School Of Humanities

University of Bristol

Project Details

Client
University of Bristol

Architect
ADP

Contractor
ISG Construction

Value
£9.8m

Contract Period
74-week programme

Form of Contract
NEC 4

GIFA
2,551 M2

The new masterplan sees a transformation of existing facilities within the grounds of the faculty’s Grade ΙΙ listed Victorian villas on Woodland Road. The project is a direct response to rising demand for places at the University’s highly regarded School of Humanities, which has significantly expanded in the last five years.

ISG will infill space at the rear of the properties to create contemporary learning and research space, that is sympathetic to its surroundings. Designed by ADP, the two-storey steel frame structure will provide new teaching and lecture facilities, with flexible and inspiring spaces for both students and staff on the city campus. The building will also house a new gallery space, and dynamic exhibition areas.

In line with the University’s sustainability commitments, the new hub is targeting a BREEAM excellent performance rating.

Maximising space to provide modern facilities for the humanities faculty is key to the masterplan for the new Humanities Hub. With the constraint of space being a major factor, the design teams and ISG have worked creatively to overcome these issues.

The original site comprises an existing single-storey building and external courtyard space, located behind the two main Grade ΙΙ listed villas.

This adjacency to existing buildings was immediately identified during the pre-construction phase as a key area of design risk, and early works involved re-evaluation of the basement perimeter, to increase the area between existing buildings and the boundary, whilst maximising the footprint to accommodate a lecture theatre, cinema, and plant room.

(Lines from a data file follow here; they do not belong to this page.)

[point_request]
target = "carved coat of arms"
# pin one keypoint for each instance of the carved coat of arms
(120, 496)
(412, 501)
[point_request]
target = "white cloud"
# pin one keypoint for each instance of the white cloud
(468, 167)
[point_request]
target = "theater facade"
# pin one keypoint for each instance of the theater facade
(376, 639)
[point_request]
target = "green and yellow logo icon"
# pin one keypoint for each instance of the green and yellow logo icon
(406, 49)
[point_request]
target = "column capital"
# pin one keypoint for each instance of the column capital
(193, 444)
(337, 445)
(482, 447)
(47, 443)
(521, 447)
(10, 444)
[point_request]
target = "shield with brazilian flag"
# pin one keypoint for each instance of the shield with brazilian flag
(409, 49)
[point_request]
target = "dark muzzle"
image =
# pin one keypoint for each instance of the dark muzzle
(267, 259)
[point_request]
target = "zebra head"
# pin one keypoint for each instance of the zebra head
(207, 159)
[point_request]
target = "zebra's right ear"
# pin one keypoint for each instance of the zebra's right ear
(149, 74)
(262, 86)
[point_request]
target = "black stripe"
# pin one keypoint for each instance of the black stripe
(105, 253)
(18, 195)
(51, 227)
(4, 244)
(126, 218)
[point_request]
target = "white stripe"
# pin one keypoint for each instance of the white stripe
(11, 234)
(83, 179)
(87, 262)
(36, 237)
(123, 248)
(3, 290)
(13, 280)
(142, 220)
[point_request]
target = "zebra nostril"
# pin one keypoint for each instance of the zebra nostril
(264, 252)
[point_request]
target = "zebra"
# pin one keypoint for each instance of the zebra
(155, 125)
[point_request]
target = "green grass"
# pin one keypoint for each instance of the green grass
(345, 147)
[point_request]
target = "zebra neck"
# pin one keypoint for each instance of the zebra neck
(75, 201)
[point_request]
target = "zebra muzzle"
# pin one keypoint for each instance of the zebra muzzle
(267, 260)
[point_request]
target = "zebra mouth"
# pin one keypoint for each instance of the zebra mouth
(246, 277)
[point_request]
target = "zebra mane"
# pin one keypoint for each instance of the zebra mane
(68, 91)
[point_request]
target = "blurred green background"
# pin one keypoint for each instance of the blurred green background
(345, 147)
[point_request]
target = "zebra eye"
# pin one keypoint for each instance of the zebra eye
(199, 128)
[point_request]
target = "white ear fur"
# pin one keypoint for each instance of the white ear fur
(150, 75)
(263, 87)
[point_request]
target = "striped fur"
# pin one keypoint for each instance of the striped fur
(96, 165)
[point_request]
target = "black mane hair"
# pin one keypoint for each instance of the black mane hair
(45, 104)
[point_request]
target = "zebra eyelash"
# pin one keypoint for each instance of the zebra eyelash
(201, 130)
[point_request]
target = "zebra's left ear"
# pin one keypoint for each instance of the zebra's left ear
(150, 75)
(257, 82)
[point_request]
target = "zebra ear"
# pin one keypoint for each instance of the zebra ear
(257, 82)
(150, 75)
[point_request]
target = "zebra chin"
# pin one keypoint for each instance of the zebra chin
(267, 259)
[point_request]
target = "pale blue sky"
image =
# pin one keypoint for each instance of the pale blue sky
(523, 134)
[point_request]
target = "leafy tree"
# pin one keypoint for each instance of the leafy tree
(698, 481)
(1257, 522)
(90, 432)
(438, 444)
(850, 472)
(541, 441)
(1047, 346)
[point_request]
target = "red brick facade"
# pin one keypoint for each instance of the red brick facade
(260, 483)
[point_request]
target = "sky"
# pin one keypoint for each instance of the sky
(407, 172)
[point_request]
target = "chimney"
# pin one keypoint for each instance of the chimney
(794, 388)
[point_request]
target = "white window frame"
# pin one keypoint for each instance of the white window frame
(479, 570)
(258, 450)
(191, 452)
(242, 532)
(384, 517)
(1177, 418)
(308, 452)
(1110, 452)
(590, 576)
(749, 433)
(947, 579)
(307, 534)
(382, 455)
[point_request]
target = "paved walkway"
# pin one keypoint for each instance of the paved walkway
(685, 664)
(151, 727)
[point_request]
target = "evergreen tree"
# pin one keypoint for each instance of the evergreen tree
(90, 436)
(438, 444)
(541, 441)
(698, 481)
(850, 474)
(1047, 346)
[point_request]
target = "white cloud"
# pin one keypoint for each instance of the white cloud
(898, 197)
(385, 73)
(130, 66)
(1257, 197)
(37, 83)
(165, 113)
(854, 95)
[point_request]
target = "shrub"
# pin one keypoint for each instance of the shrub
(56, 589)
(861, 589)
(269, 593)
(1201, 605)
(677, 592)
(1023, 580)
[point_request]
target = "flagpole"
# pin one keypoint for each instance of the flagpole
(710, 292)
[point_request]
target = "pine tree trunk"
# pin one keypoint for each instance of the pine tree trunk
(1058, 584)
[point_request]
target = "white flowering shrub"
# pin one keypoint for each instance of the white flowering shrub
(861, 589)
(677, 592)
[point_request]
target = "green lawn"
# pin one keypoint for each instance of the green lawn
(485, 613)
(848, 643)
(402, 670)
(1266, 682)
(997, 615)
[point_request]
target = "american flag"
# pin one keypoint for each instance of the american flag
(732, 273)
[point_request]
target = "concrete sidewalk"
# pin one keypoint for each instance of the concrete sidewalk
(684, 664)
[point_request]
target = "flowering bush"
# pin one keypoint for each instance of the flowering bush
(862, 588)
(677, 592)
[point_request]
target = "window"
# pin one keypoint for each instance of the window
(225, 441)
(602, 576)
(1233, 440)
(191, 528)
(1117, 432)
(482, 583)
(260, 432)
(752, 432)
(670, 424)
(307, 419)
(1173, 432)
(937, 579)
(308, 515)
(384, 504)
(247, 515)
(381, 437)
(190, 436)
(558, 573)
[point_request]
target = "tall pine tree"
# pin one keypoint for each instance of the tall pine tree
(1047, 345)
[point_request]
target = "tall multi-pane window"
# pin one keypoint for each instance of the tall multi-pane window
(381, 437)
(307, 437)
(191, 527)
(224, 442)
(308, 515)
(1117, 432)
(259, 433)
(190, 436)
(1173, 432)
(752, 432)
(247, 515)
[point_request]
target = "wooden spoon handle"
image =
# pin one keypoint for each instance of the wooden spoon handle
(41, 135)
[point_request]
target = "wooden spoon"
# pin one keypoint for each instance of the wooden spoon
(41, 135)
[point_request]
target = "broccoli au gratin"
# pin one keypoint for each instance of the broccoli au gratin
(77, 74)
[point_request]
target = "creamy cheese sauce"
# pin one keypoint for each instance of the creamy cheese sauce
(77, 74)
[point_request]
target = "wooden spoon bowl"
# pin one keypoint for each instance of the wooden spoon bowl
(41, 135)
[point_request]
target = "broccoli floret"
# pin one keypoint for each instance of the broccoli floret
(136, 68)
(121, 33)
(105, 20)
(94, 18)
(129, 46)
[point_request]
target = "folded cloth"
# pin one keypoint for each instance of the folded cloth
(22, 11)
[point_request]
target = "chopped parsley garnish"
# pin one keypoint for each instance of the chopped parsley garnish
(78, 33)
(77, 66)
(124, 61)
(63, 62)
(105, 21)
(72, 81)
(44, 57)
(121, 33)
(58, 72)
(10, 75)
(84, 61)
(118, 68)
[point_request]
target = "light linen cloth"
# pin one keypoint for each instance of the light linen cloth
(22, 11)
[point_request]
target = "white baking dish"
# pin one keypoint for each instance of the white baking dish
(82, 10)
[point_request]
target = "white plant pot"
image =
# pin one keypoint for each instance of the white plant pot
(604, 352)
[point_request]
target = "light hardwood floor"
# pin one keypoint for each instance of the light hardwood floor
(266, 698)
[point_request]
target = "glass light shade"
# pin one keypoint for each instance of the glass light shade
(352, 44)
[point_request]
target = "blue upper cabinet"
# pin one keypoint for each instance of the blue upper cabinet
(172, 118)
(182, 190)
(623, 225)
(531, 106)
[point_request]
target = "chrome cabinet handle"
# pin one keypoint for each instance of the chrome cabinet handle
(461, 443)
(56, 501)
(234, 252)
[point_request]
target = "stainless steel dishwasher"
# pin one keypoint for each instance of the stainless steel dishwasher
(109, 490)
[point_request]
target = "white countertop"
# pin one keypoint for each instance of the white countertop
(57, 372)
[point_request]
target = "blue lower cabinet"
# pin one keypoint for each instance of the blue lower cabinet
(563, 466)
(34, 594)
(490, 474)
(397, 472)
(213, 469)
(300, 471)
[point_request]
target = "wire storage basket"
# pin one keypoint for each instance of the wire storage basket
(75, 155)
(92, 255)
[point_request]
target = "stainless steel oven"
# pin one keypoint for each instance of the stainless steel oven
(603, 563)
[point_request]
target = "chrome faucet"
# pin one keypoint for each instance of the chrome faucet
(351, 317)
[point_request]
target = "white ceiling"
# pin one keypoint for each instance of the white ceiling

As the basement encompasses the entire footprint of the site, effective logistics management is critical to the success of the build.

Surrounded by buildings with mixed ownership, this scheme has complex party wall challenges that were all fully investigated during the early design stage.

The solution

As the Risk Schedule identified the basement design as the area of highest risk, ISG and the design team appraised various re-design options.

The priority was to re-design the basement perimeter, with the requirement to both minimise risk to adjacent properties and enable sufficient space to construct the retaining walls. By re-positioning the plant room and subsequent risers, whilst maintaining the position of the lecture theatre, adequate space was created.

The second challenge was the design of the retaining structure and its subsequent effect on wall design. With budget and programme constraints to consider, a hybrid solution was developed, which moved away from the simplest option of using contiguous piling in all three areas.

Retaining structure;

  • Contiguous pile wall to part of the perimeter as a retaining system for two sides of the lecture theatre on the North East of the site, this is pinned with free standing cantilevers
  • Slope batters at 2.1m for remaining basement wall structure

Wall design solution;

  • Waterproofed contiguous pile wall with masonry face, incorporating drainage gulley
  • Precast wall favoured for remaining walls, with integrated damp proof membrane and stone backfill placed between the building’s steel frame structure

Vibration monitoring ensured piling works for both the contiguous wall and the basement floor, from which the steel frame is mounted, did not impact on adjacent properties.

To overcome the restricted footprint, ISG is working closely with Bristol City Council Highways Department to create a traffic-controlled loading lane on the busy Tyndalls Road. This has enabled the efficient offload of materials via the site tower crane, which is of vital importance to the movement of materials around site.

Access routes for site operatives are also carefully managed. The site office and welfare facilities are based in one of the existing villas and as progress on site continues, access routes for operatives are adapted to meet the demands of the project.

Lessons learned

The hybrid piling solution adds to ISG’s knowledge base of implementing innovative ground engineering solutions and this learning will be communicated around the wider business.